As much as all this metroidvania flavoured dungeon crawling and monster hacking is a hoot, it’s Severed’s grandly bleak narrative that drives things along to their inevitable conclusion. Indeed, it speaks to Severed’s especially compelling brand of nihilism that rather than coins and cartoony chicken legs you instead find yourself collecting giblets, eyes, hearts and the detached limbs of your eviscerated enemies, floating the very Nietzschan notion that over the course of the game that you end up becoming just as much a monster as those horrors that you face. Oh and the ending will resonate with you long after you put your PS Vita down – that you can be assured of.
If there a single chink in Severed’s twisted and malformed armour it would be that the whole affair is over much too quickly.
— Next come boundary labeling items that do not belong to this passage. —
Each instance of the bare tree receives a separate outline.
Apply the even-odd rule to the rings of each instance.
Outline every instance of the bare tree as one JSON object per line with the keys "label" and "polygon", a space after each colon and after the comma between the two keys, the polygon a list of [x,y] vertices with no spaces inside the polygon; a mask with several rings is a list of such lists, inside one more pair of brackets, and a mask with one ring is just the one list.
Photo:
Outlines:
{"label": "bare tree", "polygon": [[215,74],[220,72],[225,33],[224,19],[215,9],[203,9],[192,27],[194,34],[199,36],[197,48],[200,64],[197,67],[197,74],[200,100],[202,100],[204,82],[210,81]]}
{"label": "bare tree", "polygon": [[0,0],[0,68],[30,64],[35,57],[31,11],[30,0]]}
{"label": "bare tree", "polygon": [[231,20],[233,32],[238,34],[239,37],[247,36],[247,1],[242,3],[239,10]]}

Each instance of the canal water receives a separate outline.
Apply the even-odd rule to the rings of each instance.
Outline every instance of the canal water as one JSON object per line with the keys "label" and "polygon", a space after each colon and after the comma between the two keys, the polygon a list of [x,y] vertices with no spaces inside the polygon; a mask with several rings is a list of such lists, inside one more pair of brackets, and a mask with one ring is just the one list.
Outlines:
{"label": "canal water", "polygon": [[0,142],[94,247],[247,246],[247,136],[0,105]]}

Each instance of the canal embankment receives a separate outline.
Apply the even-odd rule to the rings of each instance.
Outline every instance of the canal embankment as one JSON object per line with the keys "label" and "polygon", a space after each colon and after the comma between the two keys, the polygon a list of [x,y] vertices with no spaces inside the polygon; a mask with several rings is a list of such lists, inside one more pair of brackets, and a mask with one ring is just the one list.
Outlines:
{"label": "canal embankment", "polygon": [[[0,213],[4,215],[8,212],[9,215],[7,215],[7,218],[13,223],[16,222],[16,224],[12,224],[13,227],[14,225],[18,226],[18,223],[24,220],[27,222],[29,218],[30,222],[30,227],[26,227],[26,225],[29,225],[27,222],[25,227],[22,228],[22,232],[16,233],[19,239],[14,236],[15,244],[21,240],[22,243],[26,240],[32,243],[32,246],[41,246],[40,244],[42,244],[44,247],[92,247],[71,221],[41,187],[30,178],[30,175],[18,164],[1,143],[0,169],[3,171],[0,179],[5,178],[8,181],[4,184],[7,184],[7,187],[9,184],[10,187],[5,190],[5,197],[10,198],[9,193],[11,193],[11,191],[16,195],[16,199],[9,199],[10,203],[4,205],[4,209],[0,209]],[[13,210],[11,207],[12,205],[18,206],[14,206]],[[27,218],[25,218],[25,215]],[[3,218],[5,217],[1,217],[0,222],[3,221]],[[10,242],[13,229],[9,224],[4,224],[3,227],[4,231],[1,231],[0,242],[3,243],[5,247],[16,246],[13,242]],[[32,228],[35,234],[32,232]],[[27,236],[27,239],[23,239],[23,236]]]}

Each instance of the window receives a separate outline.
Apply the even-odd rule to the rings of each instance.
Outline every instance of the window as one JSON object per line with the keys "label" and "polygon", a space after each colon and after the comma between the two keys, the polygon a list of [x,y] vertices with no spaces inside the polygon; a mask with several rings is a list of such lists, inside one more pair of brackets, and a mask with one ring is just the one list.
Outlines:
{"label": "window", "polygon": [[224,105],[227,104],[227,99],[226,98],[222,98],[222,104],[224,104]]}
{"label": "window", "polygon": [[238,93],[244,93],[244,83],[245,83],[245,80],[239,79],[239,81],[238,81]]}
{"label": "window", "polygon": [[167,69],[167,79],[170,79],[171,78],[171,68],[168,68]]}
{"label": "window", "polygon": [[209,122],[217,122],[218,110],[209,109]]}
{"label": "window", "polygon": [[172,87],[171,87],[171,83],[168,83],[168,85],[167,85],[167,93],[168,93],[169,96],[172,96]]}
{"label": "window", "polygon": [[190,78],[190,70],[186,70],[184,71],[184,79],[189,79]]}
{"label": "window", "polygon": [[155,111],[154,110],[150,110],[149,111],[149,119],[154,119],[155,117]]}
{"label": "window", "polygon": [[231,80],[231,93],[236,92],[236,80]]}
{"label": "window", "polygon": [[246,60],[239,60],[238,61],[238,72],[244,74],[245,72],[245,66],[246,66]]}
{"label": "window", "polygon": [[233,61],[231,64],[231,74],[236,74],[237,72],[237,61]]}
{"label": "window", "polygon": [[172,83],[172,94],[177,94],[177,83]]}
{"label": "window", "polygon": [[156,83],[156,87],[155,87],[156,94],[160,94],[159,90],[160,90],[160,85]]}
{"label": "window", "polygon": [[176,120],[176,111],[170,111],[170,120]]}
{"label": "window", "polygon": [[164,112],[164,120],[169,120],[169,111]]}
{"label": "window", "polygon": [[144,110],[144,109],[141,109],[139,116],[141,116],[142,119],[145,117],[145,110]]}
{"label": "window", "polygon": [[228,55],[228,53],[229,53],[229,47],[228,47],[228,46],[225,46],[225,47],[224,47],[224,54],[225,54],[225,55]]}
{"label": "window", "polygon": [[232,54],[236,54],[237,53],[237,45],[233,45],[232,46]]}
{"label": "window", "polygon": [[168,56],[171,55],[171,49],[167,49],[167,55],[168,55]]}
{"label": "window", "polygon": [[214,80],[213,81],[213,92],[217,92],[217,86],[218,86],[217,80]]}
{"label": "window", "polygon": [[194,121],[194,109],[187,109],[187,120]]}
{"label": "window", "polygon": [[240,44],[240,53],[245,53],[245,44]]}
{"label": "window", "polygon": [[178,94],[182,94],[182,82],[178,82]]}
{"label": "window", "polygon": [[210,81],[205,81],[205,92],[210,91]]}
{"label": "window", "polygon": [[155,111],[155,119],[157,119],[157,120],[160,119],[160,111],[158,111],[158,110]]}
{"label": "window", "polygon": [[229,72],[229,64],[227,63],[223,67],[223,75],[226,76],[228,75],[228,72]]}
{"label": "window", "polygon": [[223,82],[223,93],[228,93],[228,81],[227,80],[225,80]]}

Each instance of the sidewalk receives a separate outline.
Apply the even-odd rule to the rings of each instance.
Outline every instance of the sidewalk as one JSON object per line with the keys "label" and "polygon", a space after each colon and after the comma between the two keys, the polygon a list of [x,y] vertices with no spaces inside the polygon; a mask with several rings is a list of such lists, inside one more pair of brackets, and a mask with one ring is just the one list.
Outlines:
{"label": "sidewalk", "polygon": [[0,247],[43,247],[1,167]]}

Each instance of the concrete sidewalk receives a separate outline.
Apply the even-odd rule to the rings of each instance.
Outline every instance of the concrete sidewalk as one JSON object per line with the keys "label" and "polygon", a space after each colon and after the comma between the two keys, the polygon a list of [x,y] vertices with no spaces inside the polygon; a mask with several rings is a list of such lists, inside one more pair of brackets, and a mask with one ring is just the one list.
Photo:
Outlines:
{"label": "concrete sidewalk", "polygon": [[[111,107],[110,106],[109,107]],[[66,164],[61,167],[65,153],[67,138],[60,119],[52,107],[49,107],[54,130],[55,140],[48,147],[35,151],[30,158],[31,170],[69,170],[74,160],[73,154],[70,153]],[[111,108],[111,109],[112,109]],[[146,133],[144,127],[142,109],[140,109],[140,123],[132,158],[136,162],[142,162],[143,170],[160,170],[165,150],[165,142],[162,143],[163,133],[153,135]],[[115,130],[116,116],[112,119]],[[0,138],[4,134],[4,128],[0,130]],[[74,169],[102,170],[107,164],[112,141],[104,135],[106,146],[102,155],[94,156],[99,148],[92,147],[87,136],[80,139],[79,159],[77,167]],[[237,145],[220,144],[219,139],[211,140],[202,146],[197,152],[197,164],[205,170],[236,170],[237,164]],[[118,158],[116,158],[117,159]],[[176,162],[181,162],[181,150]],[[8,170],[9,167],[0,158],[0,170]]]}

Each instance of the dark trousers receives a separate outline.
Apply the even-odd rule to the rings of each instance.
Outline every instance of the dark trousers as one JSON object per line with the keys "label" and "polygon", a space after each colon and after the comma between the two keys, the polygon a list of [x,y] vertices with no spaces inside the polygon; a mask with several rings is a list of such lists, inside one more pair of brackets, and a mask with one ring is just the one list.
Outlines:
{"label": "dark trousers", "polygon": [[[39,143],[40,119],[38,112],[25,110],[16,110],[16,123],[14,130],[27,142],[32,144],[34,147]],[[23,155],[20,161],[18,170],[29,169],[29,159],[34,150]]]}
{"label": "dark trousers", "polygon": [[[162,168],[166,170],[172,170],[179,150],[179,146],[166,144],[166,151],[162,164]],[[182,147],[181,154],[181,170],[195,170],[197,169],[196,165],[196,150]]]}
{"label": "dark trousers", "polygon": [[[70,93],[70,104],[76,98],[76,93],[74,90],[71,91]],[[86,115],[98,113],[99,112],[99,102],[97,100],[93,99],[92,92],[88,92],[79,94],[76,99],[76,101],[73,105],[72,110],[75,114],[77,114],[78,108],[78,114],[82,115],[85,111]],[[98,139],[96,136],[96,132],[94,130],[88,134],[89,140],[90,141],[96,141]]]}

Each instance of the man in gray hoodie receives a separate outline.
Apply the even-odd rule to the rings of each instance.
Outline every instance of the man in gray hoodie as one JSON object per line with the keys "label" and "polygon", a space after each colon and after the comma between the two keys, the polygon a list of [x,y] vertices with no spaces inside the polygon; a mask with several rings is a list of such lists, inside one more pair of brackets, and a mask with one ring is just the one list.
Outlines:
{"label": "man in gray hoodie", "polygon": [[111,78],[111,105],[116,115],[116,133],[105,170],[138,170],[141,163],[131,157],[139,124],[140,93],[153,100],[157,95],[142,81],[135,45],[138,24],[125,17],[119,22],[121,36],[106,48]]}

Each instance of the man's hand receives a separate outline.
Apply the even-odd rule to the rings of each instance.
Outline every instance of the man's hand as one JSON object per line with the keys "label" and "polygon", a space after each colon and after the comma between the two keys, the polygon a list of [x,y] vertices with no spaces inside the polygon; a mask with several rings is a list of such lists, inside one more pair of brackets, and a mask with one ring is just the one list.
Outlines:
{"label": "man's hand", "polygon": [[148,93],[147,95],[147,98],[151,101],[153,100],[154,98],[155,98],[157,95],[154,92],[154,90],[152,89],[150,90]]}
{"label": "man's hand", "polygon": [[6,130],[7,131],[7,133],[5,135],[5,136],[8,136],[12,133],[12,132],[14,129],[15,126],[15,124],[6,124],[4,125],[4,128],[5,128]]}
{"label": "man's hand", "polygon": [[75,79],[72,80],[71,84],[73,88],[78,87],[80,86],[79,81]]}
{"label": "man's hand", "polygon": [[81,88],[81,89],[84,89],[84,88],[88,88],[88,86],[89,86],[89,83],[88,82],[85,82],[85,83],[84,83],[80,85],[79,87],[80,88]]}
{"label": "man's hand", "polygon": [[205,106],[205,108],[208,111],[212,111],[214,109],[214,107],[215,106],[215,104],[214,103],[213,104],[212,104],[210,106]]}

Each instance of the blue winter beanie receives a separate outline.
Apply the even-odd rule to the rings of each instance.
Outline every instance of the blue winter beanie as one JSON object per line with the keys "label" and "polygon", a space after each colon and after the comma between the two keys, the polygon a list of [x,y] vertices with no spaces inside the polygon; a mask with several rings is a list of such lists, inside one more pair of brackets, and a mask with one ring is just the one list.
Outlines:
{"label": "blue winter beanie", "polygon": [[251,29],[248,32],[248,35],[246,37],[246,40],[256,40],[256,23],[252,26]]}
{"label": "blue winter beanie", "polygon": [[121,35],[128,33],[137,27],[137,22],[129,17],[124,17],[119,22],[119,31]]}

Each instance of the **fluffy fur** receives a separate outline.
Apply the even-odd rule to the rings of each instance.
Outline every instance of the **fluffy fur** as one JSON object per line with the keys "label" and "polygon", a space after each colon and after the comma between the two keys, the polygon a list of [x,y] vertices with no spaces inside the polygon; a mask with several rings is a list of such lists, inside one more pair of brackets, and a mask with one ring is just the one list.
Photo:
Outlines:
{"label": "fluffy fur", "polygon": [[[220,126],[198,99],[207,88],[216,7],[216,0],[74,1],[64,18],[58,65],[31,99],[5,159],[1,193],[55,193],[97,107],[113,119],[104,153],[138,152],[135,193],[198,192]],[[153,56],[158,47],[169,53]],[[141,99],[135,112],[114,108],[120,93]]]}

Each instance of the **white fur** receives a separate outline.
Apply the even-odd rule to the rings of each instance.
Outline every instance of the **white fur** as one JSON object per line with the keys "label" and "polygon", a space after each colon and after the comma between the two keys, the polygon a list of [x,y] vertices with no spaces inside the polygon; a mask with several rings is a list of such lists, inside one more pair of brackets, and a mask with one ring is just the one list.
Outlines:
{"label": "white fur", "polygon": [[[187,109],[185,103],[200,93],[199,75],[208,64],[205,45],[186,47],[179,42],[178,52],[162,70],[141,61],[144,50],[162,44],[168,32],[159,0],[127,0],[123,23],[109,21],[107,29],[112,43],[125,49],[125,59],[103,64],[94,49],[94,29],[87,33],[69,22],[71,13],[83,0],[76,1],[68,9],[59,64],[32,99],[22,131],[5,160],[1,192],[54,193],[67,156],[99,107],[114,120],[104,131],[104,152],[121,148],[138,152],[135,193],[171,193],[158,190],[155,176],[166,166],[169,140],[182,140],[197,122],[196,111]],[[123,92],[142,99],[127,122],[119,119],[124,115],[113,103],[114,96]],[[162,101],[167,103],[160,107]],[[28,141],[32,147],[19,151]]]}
With around eight hours needed to see the game through from start to finish, which includes time for scooping up most of the secrets along the way, it’s certainly possible to have the whole affair done in well under a single day’s worth of concentrated play – a matter which isn’t improved by the absence of additional modes and scenarios to get stuck into.
With more character in its little finger than most big budget, multi-game franchises have in their entirety, Severed is undoubtedly a landmark title for PS Vita. With a hugely imaginative world, a wonderfully innovative take on touchscreen combat and the same metroidvania style mechanics that made Guacamelee such a hit, Severed is at the very zenith of must have games for Sony’s handheld.